それを一機で倒すとなると、とても凄い事である。
「マキ坊の魔機那も“デストロイヤー”だからなぁ、抜かされるかもな」
 とアルバートが呟いた。
「んなことねぇよ。」
 とギルバートは気楽に返した。

 昼の食堂にはすでに何人かの人達が昼食を食べていた。三人も近くにあったテーブルに腰を降ろした。
「じゃあラーメンでいっか」
「私はシーフードサラダよ」
「ケッ、ヘルシー気取りk(右ストレート」
 そして三人が食べ終わった頃に凄い勢いでドアが開いた。
 支部長が血相を変えてやって来たのだ。
「親父どうした?昼メシならまだ沢山あるけど?」
 とギルバートが聞いた。
「違う!大変な事になってるんだ!」
「大変な事って?」
「魔機那討伐に向かったC-1小隊が二時間経つのに戻って来ないんだ!」
 通常C部隊の受ける依頼は十機以下の魔機那の討伐が主な為、一時間以上掛かることは有り得ない事なのだ。
「だから少し様子を見に行ってくれないか?」
「任せろ親父!」
 とギルバートは答えた。すると、
「ユリ、我々も行くぞ。」
 と声がした。声の主はユリの兄にしてB-1小隊隊長の、ヒロ・ハヅキだ。
 眼鏡を掛け、知的な雰囲気の漂う人だ。
「うん!」
 そしてB部隊によるC-1小隊の救出作戦が開始された。
 砂漠を一台のトラックのような物が走っている。
 魔機那運搬用カーゴ。通称“マキナカーゴ”だ。内部には魔機那を四機搭載可能で、更に上部には200ミリ遠距離砲を備えている。

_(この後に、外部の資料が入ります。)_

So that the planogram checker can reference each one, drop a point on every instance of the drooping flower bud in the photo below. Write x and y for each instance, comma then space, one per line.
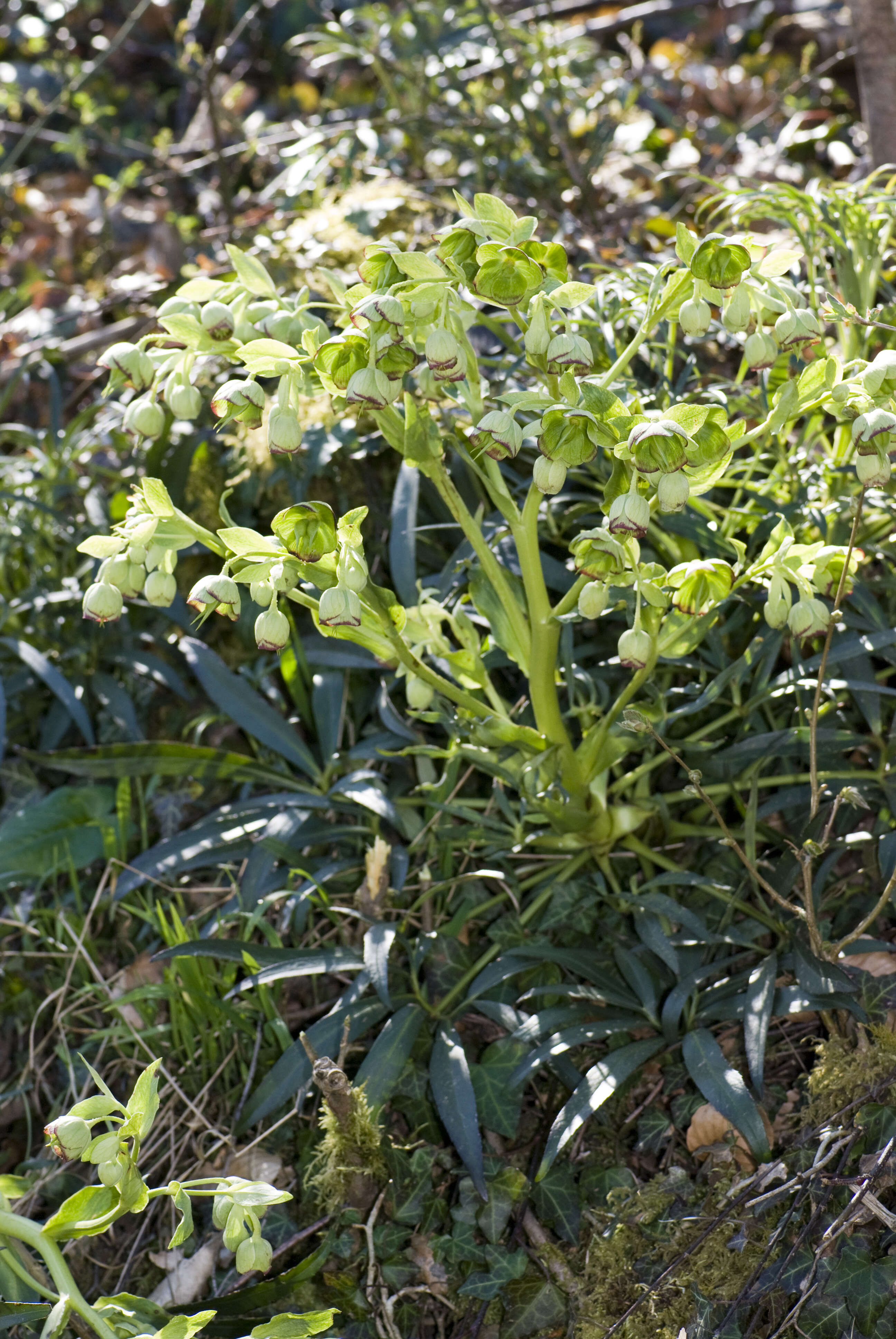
418, 693
262, 592
701, 584
284, 432
630, 515
592, 599
570, 354
339, 608
778, 603
380, 307
874, 471
130, 363
184, 401
102, 603
673, 492
370, 389
507, 276
213, 590
760, 350
112, 1171
339, 358
255, 1254
395, 358
69, 1137
548, 476
237, 399
658, 445
694, 316
352, 570
272, 630
445, 357
217, 321
235, 1231
570, 436
538, 338
598, 555
808, 618
307, 531
497, 434
736, 310
160, 588
635, 648
796, 327
145, 417
871, 432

 暫く走ったのち、コントロール部から最大望遠映像が送られてくる。
『ありゃ・・・なんだ?』
 望遠映像には黒い巨大な物が写っているだけだ。しかし、ヒロがその正体を看破する。
『巨大魔機那だ・・・しかも10メートル級の。』
 巨大魔機那の単語が出ると誰もが息を飲んだ。
 巨大魔機那とは、稀に現れる巨大な魔機那で10メートルをす物もある。突然変異だとか色々な説があるが殆ど仮説の域を越えない。
 その火力は魔機那20機分にも相当する程であり、歴戦の魔機那使いも命を落とすこともある。
『あ、あれ!ロドリゲス達の魔機那だ!』
 巨大魔機那の辺りには無数の破片が散らばり、その中でも一際大きい破片が三つあった。
『私とマキ坊は巨大魔機那を引きつける。その間にユリとアルバートはロドリゲス達の回収を頼む。』
『了解。』
『分かったぁ!』
『俺がなんで巨大魔機那なんだよ~!』
 四機の魔機那が砂漠に降り立った。